Round-trip: OKF as input
When the input is already an OKF bundle, CKS skips parse and extract entirely. It validates conformance, honours the declared okf_version (a newer minor version loads best-effort with a warning; only structural failure is hard-rejected), maps the bundle through the same loader (honouring x-cks if present, tolerating its absence), then scores, warrants, and finalises without discarding the producer's keys. A producer who already ships OKF (a data catalog, a partner, another CKS) is onboarded without a bespoke extractor, and evaluation fixtures can be authored as OKF for deterministic graph-build tests.
Licensed content
Licensed partner content is projected to OKF too, but its companions are entitlement-gated, mirroring the packaging and catalog subscription rules. Each licensed concept carries x-cks.entitlement = { licensed: true, pack, release }. Export releases a licensed bundle only to an entitled subscriber; a non-entitled caller receives the source metadata at most, never the licensed body. Licensed companion access is metered, and the same privacy-scrubbing discipline used for usage exports applies, so licensed bodies never leak into a non-entitled export.
Why we built CKS on OKF
Portability and interoperability
A vendor-neutral, plain-text record that outlives any single datastore and moves cleanly between environments, clouds, and tools. No lock-in to the graph engine.
Reproducibility and DR
The graph and indexes are regenerated deterministically by replaying the loader over the bundles. Disaster recovery is "restore the bundles, rebuild the projection", with no separate graph backup to keep authoritative.
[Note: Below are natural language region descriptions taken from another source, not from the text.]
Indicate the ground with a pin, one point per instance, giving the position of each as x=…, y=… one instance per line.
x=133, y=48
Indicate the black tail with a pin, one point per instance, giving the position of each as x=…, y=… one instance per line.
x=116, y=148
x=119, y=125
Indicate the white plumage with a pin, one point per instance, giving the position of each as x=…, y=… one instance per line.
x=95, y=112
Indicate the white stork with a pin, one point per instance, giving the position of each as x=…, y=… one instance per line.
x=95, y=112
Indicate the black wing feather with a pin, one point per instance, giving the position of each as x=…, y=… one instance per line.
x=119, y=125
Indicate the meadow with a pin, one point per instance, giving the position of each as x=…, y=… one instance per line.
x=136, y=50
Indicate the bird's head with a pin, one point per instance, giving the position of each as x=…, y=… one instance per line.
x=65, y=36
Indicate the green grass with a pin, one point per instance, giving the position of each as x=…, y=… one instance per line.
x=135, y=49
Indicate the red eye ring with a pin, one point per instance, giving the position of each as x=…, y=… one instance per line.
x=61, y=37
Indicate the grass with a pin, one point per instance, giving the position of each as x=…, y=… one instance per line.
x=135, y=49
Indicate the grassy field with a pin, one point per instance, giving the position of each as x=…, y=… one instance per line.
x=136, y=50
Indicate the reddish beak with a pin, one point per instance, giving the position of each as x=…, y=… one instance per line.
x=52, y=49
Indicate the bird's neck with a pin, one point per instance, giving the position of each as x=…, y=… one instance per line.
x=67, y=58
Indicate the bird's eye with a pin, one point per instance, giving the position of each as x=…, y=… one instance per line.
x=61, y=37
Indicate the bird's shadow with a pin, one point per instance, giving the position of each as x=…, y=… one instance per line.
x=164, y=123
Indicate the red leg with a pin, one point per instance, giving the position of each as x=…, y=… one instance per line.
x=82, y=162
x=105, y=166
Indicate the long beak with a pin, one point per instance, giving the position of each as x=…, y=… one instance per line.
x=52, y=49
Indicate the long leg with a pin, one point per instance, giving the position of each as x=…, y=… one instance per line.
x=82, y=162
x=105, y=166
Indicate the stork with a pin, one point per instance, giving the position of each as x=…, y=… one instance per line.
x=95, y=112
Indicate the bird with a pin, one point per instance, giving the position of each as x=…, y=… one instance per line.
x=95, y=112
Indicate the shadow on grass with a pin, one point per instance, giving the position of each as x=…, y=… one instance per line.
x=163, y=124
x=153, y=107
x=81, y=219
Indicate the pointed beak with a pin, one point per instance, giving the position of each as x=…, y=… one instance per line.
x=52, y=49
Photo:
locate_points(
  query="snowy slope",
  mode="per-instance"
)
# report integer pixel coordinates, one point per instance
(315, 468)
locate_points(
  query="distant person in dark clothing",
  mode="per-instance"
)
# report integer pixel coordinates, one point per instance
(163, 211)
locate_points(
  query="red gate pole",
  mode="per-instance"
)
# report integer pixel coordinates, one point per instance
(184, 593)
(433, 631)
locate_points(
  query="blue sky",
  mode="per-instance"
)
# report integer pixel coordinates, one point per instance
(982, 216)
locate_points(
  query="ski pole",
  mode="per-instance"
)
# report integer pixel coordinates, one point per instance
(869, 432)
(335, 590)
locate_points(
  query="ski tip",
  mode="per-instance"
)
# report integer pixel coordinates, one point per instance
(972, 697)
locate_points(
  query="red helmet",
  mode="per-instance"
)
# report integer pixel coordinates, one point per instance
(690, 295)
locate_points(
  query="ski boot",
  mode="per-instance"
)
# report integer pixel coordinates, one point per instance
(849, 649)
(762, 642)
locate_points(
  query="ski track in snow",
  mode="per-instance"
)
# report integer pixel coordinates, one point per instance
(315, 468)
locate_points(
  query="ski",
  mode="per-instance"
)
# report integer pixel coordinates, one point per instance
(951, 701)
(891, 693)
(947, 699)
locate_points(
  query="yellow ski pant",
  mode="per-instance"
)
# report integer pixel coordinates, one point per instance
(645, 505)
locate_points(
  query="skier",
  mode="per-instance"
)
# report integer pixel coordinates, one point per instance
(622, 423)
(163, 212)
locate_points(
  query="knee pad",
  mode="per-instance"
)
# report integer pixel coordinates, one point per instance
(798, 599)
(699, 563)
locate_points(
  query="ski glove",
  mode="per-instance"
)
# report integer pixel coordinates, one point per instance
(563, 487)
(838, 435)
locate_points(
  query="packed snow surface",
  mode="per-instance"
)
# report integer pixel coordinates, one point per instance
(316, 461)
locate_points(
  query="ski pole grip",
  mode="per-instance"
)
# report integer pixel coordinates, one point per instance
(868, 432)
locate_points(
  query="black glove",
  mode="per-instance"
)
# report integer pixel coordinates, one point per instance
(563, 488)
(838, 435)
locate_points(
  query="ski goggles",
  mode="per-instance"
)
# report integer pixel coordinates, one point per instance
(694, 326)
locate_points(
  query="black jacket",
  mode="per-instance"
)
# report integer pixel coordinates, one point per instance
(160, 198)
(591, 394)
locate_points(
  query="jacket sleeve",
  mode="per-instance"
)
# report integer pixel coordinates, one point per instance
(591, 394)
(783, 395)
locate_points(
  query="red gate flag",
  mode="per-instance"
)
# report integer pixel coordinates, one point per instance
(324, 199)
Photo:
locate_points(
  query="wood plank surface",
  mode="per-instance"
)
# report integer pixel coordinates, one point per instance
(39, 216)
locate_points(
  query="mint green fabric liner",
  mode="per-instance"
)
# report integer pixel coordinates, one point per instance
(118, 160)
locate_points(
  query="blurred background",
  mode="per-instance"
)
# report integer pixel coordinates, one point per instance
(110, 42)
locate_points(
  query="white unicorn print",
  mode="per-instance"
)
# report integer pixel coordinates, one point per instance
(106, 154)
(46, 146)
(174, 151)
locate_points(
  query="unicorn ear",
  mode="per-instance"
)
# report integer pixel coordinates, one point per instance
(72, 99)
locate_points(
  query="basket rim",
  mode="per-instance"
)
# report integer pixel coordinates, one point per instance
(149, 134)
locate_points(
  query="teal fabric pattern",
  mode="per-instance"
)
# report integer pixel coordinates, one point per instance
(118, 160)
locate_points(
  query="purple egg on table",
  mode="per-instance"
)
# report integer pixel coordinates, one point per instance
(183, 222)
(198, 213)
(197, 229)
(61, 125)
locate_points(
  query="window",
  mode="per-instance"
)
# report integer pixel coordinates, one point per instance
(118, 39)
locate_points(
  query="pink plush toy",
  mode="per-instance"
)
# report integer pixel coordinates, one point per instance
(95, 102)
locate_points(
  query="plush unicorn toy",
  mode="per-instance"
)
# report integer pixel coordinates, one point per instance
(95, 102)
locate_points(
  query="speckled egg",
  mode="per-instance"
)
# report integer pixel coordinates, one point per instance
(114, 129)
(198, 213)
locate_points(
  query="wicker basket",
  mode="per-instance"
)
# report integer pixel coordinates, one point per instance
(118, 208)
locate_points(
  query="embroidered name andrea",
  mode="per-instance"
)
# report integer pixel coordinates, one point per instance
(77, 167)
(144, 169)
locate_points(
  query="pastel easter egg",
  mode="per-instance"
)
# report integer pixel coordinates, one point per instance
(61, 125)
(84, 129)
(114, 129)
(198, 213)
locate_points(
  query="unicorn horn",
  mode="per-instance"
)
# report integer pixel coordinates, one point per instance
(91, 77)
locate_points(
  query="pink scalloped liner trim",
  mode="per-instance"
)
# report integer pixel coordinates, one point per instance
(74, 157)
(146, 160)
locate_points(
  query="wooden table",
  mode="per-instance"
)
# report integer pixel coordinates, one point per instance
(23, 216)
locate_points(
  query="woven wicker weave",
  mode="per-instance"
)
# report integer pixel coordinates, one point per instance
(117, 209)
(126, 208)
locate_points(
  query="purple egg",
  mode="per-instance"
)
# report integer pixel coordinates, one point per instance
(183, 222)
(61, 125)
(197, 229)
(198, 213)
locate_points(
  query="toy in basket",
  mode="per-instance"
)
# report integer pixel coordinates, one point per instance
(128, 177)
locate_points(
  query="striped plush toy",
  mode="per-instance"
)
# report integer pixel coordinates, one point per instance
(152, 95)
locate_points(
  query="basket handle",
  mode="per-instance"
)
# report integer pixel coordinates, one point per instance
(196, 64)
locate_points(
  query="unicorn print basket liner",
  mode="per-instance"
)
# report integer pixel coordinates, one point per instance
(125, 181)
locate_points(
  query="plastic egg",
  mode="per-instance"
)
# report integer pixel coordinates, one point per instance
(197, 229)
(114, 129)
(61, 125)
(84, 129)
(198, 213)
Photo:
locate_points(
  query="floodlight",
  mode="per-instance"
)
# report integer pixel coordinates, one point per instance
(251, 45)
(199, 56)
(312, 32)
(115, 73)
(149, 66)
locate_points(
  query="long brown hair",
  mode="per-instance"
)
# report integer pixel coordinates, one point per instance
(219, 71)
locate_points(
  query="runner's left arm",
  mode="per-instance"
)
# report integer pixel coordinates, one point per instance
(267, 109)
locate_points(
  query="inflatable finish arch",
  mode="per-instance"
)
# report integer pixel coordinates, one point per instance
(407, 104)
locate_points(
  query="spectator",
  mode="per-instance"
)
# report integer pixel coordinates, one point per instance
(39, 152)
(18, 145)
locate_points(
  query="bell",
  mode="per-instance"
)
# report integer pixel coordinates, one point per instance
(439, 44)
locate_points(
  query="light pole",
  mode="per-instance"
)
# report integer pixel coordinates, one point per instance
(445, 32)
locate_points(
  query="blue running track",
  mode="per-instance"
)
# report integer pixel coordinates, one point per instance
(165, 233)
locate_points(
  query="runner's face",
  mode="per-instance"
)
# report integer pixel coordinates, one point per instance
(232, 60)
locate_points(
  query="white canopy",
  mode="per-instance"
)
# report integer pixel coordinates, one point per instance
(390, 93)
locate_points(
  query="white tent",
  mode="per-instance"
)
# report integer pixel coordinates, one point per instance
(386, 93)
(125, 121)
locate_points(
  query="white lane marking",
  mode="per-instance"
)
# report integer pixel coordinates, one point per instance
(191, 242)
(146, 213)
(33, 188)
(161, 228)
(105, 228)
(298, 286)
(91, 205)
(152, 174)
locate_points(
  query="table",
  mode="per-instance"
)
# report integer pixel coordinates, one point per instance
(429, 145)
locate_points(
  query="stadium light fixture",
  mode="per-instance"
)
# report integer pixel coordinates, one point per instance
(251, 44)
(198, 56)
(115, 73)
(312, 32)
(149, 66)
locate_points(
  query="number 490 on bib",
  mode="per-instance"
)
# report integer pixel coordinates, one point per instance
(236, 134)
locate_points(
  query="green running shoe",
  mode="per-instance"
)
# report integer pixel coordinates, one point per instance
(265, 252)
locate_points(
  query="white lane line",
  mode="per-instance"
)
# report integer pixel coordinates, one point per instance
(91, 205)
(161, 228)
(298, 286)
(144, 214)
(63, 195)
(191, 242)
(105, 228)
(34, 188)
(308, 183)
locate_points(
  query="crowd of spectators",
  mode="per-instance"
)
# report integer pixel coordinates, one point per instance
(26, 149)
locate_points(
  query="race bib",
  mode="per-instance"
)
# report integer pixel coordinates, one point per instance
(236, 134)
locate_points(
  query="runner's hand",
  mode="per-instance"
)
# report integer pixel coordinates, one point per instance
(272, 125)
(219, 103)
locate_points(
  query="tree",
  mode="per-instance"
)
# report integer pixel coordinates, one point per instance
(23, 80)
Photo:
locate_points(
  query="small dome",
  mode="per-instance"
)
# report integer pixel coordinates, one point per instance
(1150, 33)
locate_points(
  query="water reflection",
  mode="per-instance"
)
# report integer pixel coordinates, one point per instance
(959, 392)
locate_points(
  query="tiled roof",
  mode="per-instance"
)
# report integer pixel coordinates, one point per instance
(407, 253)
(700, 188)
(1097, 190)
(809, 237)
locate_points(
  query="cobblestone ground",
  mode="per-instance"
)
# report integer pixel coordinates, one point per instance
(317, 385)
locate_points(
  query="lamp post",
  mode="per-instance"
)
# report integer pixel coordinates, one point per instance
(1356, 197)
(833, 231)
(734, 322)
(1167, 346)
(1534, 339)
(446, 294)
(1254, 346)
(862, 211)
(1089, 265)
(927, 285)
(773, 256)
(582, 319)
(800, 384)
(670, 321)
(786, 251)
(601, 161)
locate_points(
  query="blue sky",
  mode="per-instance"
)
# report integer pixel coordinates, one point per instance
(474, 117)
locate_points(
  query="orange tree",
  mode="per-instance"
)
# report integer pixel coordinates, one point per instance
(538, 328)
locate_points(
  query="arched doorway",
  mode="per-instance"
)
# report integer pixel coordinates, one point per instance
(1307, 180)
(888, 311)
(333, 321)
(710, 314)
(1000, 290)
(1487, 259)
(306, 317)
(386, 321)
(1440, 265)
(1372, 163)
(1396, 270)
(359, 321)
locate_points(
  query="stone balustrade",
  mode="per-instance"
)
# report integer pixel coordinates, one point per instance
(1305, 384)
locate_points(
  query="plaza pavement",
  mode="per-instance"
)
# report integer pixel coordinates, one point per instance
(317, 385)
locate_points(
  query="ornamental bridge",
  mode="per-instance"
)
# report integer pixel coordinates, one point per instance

Standardised, accelerated ingestion
One schema, one loader, one set of golden tests. A producer who already ships OKF is imported directly, so onboarding a new repository or partner is faster and less bespoke.
Inspectable and governable
Stewards and auditors get a readable, diffable, plain-text view of what the base knows, with trust, validity, and the warrant visible in the frontmatter.
Conformance & spec posture
CKS targets OKF v0.1 as published at GoogleCloudPlatform/knowledge-catalog, vendored read-only at a pinned commit SHA, not just the 0.1 string. The projector, loader, and conformance validator are written against the vendored copy; a standing task watches upstream, and any version bump is gated behind a diff review. Because the spec author states the repository is not an official Google product, the entire CKS-to-OKF mapping is isolated in one module, and both the version and the SHA are recorded in the bundle provenance.
Acceptance includes a base-conformance golden test: a CKS bundle with x-cks stripped must validate and load in a vanilla OKF reader. The conformance endpoint reports the declared and targeted versions and whether consumption is strict (matches the pinned target) or best-effort (a newer minor version).